Qu’elle était belle en ses ajustements de soie et de pourpre levantine, faisant luire insolemment ses blanches épaules, huilées de la sueur du monde. Je la domptai en m’attachant désespérément à ses cornes, et je crus reconnaître en elle l’altière Catherine, impératrice de toutes les Russies.

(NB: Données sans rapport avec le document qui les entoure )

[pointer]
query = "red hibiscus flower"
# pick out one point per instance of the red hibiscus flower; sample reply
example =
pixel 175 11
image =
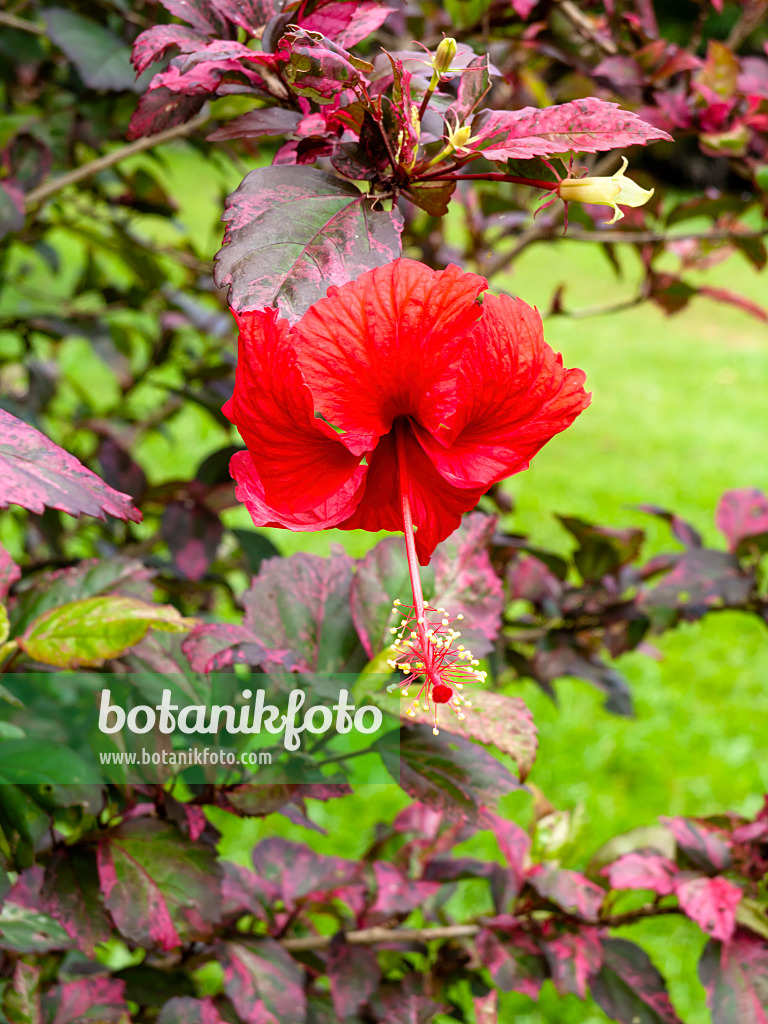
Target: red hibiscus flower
pixel 393 403
pixel 401 381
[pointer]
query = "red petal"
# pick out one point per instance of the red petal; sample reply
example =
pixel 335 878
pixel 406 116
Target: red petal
pixel 333 512
pixel 436 506
pixel 513 395
pixel 388 344
pixel 300 460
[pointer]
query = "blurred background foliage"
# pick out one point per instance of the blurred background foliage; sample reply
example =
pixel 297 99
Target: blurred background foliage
pixel 115 342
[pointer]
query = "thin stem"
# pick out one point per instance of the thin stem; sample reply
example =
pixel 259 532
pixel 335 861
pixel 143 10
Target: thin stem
pixel 100 164
pixel 499 176
pixel 408 529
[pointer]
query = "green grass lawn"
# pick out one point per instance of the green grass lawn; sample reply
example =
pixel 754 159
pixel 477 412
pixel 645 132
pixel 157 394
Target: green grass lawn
pixel 677 418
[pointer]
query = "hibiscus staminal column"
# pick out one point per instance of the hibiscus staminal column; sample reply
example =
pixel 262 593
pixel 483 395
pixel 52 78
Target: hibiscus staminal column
pixel 425 641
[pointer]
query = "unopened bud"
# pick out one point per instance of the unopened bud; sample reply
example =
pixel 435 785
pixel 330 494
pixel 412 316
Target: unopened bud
pixel 444 55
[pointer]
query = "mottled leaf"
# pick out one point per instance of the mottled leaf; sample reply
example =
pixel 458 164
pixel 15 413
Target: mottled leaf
pixel 353 974
pixel 516 964
pixel 573 958
pixel 588 125
pixel 87 1000
pixel 568 890
pixel 161 109
pixel 683 530
pixel 85 634
pixel 9 572
pixel 347 24
pixel 293 871
pixel 263 982
pixel 292 231
pixel 71 895
pixel 257 124
pixel 316 68
pixel 297 613
pixel 642 869
pixel 160 888
pixel 22 999
pixel 444 771
pixel 193 534
pixel 38 474
pixel 184 1010
pixel 742 516
pixel 701 845
pixel 152 44
pixel 396 894
pixel 514 844
pixel 629 988
pixel 466 583
pixel 735 977
pixel 712 903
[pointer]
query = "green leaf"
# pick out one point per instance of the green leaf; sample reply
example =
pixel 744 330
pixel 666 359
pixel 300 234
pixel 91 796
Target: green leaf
pixel 84 634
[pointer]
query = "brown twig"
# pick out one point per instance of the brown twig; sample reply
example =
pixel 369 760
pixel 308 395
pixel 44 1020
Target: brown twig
pixel 48 188
pixel 639 238
pixel 374 936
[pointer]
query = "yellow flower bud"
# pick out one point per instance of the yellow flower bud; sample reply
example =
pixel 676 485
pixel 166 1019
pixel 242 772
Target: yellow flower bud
pixel 614 192
pixel 443 55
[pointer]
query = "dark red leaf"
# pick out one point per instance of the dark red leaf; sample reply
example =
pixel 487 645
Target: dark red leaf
pixel 162 109
pixel 96 999
pixel 38 474
pixel 588 125
pixel 9 572
pixel 396 894
pixel 701 580
pixel 573 958
pixel 263 982
pixel 353 974
pixel 702 846
pixel 201 14
pixel 11 208
pixel 293 871
pixel 406 1003
pixel 249 14
pixel 642 870
pixel 629 988
pixel 292 231
pixel 516 964
pixel 193 534
pixel 347 24
pixel 316 68
pixel 514 844
pixel 742 517
pixel 712 903
pixel 184 1010
pixel 735 976
pixel 568 890
pixel 152 44
pixel 486 1008
pixel 444 771
pixel 160 888
pixel 71 894
pixel 683 530
pixel 256 124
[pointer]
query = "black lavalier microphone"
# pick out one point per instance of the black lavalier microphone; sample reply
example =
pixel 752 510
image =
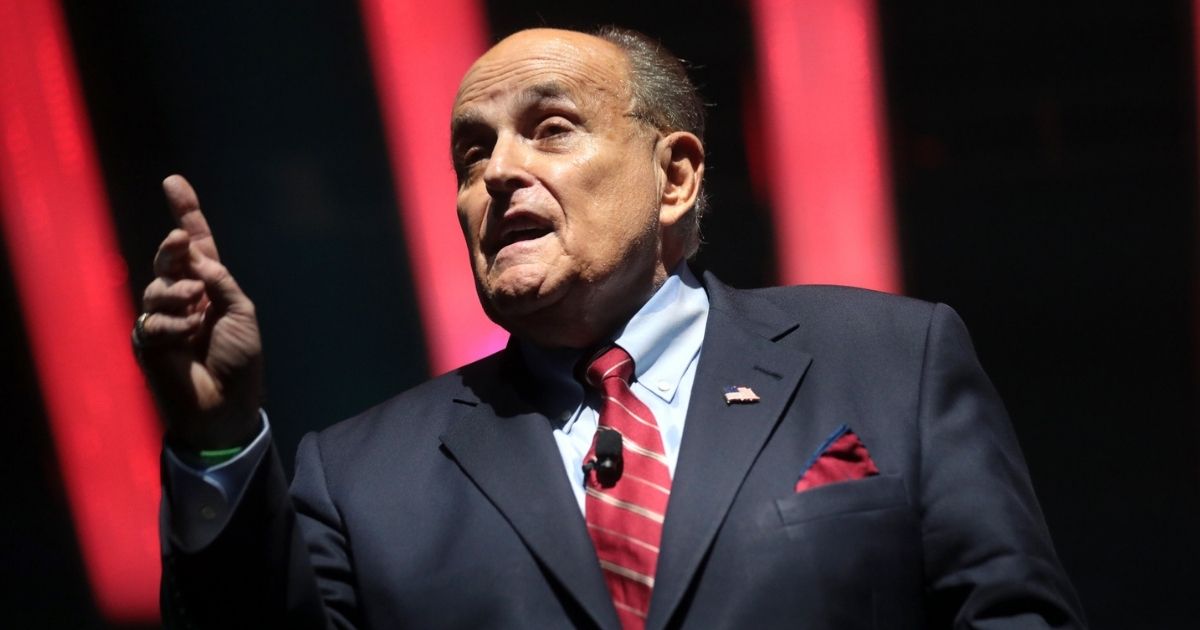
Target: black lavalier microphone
pixel 607 462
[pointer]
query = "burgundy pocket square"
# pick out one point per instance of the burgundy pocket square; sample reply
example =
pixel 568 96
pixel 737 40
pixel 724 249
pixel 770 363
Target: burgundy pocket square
pixel 841 457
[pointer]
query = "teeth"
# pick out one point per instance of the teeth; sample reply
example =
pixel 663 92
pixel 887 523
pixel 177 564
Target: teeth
pixel 523 234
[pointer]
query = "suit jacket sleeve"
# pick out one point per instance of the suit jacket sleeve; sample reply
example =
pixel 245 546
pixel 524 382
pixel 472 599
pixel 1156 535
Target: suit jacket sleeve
pixel 989 559
pixel 259 570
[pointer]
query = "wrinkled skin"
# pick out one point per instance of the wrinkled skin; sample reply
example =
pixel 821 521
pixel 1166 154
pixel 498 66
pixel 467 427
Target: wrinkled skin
pixel 561 189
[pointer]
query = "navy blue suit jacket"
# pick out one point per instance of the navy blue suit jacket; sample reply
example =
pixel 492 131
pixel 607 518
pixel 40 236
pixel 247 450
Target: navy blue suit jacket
pixel 447 507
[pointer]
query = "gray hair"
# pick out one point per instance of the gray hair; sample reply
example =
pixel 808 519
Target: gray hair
pixel 664 97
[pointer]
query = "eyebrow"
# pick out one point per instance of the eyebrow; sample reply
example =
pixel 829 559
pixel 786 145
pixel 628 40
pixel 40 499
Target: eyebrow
pixel 550 90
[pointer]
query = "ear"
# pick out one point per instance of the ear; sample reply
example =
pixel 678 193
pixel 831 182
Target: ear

J’étais moi-même le prince de Ligne, et elle ne fit pas de difficulté de m’accorder la Crimée, ainsi que l’emplacement de l’ancien temple de Thoas. — Je me trouvai tout à coup moelleusement assis sur le trône de Stamboul.

— Malheureuse ! lui dis-je, nous sommes perdus par ta faute, et le monde va finir ! Ne sais-tu pas qu’on ne peut plus respirer ici ? L’air est infecté de tes poisons, et la dernière bougie qui nous éclaire encore tremble et pâlit au souffle impur de nos haleines… De l’air ! de l’air ! Nous périssons !

— Mon seigneur, cria-t-elle, nous n’avons à vivre que sept mille ans. Cela fait encore mille cent quarante !

— Septante sept mille ! lui dis-je, et des millions d’années en plus : tes nécromanciens se sont trompés.

Alors elle s’élança, rajeunie, des oripeaux qui la couvraient, et son vol se perdit dans le ciel pourpré du lit à colonnes. Mon esprit flottant voulut en vain la suivre : elle avait disparu pour l’éternité.